Source: Transform-Network.Net

VolodyaExit-polls and preliminary results showed a decisive victory for Petro Poroshenko at the presidential elections in Ukraine on May 25. One of the richest man in the country (7th rank according to Ukrainian Forbes list) with liberal economic program is taking 54% according to over 64% counted protocols from electoral precincts. Yulia Tymoshenko – the major competitor – is far below with 13%. The third place got Oleh Lyashko who should be most precisely characterized as populist political clown. The candidates who could be seen as representing ‘South-Eastern Ukraine’ like Serhiy Tyhipko, Mykhailo Dobkin or Petro Symonenko are getting marginal support.

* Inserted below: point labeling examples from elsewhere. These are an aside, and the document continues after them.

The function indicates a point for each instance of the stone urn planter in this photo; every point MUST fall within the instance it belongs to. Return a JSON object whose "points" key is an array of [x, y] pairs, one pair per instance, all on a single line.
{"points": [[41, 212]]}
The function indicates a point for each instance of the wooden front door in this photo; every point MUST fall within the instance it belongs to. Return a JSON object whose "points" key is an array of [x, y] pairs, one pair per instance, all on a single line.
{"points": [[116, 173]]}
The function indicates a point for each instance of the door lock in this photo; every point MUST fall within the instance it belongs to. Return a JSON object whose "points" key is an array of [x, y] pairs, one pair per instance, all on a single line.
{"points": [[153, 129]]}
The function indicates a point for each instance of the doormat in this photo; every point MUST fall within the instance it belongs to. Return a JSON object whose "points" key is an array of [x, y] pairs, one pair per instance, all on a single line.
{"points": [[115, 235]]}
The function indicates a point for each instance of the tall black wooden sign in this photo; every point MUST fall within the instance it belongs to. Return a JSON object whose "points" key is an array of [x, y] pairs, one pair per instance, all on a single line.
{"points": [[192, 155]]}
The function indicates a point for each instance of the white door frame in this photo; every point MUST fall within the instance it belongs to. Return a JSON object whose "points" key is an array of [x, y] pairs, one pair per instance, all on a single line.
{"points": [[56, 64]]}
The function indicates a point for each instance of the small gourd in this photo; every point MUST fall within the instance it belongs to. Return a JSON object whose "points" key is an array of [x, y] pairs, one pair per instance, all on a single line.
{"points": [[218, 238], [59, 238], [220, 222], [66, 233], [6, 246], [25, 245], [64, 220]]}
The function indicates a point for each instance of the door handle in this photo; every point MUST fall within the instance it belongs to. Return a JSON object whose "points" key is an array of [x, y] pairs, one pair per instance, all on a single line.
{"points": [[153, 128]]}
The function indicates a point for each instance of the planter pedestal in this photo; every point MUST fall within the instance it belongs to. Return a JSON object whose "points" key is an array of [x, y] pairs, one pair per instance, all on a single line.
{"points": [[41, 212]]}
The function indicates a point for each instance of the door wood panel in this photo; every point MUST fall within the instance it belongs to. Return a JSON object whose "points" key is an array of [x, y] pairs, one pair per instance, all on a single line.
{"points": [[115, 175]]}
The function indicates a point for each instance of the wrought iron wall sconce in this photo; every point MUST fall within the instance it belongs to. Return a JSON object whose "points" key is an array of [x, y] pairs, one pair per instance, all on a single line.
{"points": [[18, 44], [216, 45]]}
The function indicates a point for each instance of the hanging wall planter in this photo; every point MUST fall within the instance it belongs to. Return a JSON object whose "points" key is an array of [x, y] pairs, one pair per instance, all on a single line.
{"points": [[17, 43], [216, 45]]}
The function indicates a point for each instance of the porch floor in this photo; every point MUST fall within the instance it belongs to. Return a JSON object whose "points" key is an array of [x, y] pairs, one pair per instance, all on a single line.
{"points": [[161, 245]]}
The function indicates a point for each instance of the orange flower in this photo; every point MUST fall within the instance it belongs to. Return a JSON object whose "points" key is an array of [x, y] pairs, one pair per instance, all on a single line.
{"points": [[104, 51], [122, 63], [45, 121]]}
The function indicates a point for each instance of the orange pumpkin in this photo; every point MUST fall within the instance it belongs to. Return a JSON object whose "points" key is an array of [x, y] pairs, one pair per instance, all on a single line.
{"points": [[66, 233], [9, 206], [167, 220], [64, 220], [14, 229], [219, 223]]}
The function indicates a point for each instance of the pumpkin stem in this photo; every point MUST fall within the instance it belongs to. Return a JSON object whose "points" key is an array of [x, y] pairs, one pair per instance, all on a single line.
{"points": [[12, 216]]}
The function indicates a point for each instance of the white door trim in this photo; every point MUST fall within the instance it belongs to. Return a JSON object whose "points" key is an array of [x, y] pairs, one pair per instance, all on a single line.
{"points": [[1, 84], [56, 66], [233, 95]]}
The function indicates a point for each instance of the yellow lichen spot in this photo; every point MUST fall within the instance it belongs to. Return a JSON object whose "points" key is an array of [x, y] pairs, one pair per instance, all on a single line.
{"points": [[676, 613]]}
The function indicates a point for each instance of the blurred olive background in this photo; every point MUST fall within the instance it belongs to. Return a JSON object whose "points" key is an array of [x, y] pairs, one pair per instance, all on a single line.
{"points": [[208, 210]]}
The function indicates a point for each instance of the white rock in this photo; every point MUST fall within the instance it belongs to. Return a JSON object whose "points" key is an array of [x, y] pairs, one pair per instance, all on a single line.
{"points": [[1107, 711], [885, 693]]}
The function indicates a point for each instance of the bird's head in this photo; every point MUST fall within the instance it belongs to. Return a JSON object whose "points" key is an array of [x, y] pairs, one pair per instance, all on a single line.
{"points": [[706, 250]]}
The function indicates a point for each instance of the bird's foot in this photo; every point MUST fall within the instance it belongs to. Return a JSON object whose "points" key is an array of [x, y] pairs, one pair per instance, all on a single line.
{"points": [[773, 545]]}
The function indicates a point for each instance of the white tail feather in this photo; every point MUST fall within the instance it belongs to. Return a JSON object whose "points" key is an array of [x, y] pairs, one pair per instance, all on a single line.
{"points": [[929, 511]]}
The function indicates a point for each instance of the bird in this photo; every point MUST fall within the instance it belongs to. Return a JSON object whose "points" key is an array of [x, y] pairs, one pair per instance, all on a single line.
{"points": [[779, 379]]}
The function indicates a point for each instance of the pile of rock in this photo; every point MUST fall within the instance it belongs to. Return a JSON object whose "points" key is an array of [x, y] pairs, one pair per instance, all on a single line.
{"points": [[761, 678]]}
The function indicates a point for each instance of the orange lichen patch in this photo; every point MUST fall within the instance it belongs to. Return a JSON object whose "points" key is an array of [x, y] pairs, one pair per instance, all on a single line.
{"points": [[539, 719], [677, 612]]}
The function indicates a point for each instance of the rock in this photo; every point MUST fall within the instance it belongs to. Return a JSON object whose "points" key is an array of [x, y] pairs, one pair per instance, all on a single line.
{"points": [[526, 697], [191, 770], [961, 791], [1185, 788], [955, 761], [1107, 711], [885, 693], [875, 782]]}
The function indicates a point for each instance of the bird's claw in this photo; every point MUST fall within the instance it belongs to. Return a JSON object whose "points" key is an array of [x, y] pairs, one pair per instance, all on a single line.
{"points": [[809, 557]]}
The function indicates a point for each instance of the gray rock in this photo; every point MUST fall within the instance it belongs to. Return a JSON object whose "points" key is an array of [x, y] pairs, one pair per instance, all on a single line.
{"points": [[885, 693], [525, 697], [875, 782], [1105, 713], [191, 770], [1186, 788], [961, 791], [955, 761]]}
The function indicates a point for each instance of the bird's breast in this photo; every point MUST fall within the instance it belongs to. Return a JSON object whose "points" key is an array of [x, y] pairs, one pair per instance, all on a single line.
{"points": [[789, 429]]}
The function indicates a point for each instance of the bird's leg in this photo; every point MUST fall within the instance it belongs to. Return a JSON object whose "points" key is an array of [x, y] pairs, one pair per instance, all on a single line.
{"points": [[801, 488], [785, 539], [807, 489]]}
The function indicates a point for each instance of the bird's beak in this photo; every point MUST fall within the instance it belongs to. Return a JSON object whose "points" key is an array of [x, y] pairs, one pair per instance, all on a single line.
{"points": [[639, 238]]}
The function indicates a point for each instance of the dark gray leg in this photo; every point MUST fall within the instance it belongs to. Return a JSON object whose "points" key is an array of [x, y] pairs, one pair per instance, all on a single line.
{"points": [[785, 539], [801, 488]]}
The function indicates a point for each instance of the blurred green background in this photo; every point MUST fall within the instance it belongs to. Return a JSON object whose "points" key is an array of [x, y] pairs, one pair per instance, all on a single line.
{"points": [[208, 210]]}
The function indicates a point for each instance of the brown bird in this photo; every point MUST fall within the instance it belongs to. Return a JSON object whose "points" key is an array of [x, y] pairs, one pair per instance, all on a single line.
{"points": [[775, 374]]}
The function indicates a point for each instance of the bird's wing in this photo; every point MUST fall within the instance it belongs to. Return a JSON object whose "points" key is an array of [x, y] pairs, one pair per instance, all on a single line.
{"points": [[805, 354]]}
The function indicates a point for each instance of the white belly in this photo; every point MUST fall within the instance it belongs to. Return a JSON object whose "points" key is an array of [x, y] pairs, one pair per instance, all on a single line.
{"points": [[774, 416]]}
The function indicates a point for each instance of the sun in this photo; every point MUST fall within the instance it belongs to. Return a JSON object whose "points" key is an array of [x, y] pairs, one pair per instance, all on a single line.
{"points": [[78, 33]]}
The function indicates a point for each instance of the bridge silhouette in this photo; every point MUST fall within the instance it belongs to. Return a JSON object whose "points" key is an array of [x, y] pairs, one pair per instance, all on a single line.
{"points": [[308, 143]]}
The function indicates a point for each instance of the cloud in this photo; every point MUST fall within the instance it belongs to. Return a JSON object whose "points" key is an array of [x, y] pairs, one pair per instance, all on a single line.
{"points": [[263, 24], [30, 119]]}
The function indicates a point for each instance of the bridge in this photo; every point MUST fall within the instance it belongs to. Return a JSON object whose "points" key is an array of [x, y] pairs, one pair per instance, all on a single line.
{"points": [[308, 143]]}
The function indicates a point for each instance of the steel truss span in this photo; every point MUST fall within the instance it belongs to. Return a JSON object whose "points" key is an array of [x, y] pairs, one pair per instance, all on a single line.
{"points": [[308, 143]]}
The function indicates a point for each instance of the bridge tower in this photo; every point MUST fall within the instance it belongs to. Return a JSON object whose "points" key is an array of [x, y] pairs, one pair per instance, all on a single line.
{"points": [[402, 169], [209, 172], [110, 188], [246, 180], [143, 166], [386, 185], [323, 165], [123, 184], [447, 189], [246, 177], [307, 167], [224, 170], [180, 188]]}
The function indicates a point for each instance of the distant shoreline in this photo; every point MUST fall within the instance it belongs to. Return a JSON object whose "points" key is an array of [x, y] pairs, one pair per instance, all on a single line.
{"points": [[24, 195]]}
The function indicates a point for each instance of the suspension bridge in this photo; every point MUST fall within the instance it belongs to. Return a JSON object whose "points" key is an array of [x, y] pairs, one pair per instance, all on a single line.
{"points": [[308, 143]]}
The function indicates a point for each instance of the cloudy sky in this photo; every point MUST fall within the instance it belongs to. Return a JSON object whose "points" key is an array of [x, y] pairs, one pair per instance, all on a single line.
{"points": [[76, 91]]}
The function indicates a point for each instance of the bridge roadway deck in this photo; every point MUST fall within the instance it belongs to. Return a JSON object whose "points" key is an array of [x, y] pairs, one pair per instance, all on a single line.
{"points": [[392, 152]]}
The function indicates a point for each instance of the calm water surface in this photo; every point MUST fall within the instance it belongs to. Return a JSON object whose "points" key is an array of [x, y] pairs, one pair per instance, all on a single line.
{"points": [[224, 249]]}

The high voting result for Poroshenko was anything but unexpected. He emerged as the greatest winner of Maidan uprising with the highest electoral support that was credited to him as early as in March. After the strongest contestant Vitalii Klitchko resigned from presidential elections in favor of Poroshenko the support for the former skyrocketed. Instead Klitchko balloted for Kiev mayor elections and is winning them according to the exit poll with over 57% support.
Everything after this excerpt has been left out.